Lettre de Ventron (Vosges) de Maurice Brès du 23 novembre 1914. (document PDF Lou Brès P19)

 Après les champs de carnage de Lorraine, nous nous sommes avancés en Alsace, jusqu'à Thann. Les batteries alpines peuvent être ici de quelque utilité tandis qu'en Lorraine, Paul peut s'en rendre  compte, leur emploi était une folie. Depuis, nous avons été contraints par une épidémie de chevaux de nous retirer à Ventron, 15 km en arrière des lignes... et la neige va peut-être nous bloquer là. J'ai honte. Oui honte, parce que matériellement je suis trop bien. Hier je ne m'étais pas couché, ayant été faire une patrouille. Aussi ce matin, me suis-je levé à 9h 1/2 et mon aide (un excellent garçon qui se lève la nuit pour voir si mon cheval n'est pas malade) m'a apporté mon chocolat au lit !!! J'ai une excellente chambre ... le bois ne coûte que la peine d'aller le chercher et j'ai pour ça autant de chevaux et d'hommes que j'en veux, aussi, on fait bon feu.
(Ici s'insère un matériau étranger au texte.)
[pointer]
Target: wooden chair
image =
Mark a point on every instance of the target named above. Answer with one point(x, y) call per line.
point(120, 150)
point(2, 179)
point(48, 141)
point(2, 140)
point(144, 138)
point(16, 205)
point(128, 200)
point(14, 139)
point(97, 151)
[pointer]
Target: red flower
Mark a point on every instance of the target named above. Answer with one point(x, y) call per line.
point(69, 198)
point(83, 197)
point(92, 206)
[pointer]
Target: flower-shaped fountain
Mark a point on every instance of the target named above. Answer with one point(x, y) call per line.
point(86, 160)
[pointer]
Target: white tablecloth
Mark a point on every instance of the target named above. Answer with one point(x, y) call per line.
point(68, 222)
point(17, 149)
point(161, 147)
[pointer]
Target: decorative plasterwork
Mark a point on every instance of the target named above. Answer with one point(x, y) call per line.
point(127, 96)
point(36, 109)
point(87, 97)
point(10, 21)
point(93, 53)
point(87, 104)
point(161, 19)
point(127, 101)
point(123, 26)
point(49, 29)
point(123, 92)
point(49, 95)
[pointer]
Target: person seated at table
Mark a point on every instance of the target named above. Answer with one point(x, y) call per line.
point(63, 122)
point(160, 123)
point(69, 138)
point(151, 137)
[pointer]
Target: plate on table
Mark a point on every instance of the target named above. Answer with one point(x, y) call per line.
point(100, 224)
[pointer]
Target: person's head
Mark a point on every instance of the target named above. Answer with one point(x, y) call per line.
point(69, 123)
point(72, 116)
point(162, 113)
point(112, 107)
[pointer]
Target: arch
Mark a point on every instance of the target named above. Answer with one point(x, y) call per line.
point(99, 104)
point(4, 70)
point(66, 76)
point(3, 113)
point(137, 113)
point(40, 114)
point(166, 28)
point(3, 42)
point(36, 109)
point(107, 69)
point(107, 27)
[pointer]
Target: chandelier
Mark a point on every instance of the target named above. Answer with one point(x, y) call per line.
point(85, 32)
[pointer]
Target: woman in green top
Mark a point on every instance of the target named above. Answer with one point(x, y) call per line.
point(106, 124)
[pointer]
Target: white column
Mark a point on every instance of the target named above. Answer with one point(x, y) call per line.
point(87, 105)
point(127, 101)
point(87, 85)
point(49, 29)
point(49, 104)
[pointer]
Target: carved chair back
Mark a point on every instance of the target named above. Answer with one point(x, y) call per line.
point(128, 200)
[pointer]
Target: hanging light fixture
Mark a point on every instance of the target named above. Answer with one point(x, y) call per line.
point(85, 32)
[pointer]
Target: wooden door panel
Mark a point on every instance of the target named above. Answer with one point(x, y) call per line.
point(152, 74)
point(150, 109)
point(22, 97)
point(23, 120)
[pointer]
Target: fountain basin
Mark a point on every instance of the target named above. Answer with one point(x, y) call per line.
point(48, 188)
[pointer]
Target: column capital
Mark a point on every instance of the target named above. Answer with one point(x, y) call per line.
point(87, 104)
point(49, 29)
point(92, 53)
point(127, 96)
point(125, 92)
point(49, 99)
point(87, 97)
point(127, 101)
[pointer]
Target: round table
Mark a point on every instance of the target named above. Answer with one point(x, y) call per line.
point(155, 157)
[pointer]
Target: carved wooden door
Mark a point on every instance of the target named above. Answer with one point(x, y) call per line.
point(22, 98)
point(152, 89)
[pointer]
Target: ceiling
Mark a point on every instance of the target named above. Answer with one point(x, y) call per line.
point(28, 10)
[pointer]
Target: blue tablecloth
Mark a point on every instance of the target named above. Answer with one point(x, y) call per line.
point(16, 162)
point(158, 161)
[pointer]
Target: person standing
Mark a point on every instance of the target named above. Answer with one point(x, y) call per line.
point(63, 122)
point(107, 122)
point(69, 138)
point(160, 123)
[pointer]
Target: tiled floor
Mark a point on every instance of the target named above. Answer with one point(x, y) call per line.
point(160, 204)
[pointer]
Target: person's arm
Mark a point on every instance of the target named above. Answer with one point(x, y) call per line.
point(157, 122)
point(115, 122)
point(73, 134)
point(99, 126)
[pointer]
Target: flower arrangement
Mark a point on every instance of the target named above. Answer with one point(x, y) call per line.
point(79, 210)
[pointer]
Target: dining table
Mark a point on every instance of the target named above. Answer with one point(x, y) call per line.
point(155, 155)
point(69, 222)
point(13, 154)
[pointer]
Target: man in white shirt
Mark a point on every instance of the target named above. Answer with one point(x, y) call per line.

Ce dont je ne puis prendre mon parti, c'est de la guerre elle-même, et ce m'est une immense joie de voir que nos pensées sont les mêmes à nous tous. Vony... La gloire de ceux qu'on décore, qu'on cite à l'ordre du jour a été achetée en faisant des charognes pourrissant sans même une tombe ..., d'êtres qui ont laissé des Vony, des Mich, des Simone. Comme Paul, j'ai voulu m'imprégner pour toujours de la vision d'horreur... Et les premiers que j'ai vus (je les vois encore), depuis 4 jours pourrissaient pêle-mêle au coin d'un bois, et, arrangement qui semble prémédité : à côté d'un petit Breton sur qui nous trouvâmes une lettre de sa fiancée, un Bavarois âgé déjà et avec au doigt l'alliance... serrait dans sa main déjà noire une photo... une femme et deux bébés !!! Et cette tranchée vers Valois où nous en comptâmes 150 empilés les uns sur les autres... Je sais qu'il faut maintenant vaincre et que ceux qui voudraient une paix anticipée seraient des insensés car il faut que de cette horreur sorte une garantie pour toujours... mais... pleurons. Ces jours-ci... la manchette des journaux portait : « bonne journée, hécatombe dans le Nord». Oh ! Maudites soient à jamais les heures où une hécatombe d'hommes a pu être pour d'autres hommes une bonne nouvelle.